Molecular Biology and Evolution welcomes manuscripts reporting both empirical and theoretical work, as well as significant new statistical and computational methods. All work must have a solid biological basis…MBE will only publish work focused on taxonomy and systematics or descriptive studies of genetic diversity and population structure, if they are of interest and relevance to a broad audience.

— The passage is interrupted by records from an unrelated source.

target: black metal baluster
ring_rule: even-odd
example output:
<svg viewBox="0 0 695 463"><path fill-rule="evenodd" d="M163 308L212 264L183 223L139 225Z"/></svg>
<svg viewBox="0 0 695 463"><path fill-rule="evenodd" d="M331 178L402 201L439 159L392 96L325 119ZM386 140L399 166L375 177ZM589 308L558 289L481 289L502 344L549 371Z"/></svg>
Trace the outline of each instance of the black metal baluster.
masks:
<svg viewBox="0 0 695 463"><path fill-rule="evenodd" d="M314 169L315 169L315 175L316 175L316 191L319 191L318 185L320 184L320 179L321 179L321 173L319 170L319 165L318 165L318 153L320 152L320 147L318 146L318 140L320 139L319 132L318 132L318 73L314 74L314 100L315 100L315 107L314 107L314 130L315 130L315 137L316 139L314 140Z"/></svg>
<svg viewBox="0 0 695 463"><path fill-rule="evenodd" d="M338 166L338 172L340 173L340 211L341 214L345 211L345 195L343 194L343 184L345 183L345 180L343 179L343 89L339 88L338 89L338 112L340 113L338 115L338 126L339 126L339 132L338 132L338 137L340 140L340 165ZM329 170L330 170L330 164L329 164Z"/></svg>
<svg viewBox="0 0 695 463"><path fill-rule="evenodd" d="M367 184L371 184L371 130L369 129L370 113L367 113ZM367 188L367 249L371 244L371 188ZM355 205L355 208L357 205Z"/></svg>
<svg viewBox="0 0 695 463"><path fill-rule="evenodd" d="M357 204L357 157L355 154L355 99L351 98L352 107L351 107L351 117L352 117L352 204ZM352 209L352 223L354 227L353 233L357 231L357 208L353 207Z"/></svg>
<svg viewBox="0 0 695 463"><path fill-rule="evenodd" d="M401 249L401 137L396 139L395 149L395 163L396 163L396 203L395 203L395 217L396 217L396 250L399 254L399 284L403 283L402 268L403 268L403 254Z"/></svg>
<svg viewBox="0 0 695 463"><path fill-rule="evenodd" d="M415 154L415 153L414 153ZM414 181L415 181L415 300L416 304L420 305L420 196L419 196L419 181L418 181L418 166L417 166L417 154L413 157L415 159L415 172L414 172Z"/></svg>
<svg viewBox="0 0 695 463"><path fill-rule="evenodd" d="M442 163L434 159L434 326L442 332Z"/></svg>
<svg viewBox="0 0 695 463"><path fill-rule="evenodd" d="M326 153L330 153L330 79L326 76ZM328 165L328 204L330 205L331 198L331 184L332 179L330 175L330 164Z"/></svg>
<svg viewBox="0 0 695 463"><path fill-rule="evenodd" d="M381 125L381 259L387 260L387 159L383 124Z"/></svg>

Bioinformatics provides a forum for the exchange of information in the fields of computational molecular biology and post-genome bioinformatics, with emphasis on the documentation of new algorithms and databases that allows the progress of bioinformatics and biomedical research in a significant manner.
What I can deduce immediately is that PLoS Biology looks for research of the broadest possible significance; Molecular Biology and Evolution also strongly emphasizes biological relevance but perhaps isn’t trying to reach quite as wide an audience as PLoS Biology; while papers submitted to Bioinformatics can – and possibly should – focus more on methods. In other words, although each journal accepts computational biology manuscripts, they all have different audiences and emphases that you need to pay attention to when writing. This is especially true when you’re setting up for readers the larger context for your work – why it’s important and what your findings mean.
That’s not to say you should inflate the importance of your results in an effort to please a certain journal. What you should do, though, is identify your audience ahead of time (both the journal editors and the scientists/readers they represent), and then think about how to best reach them.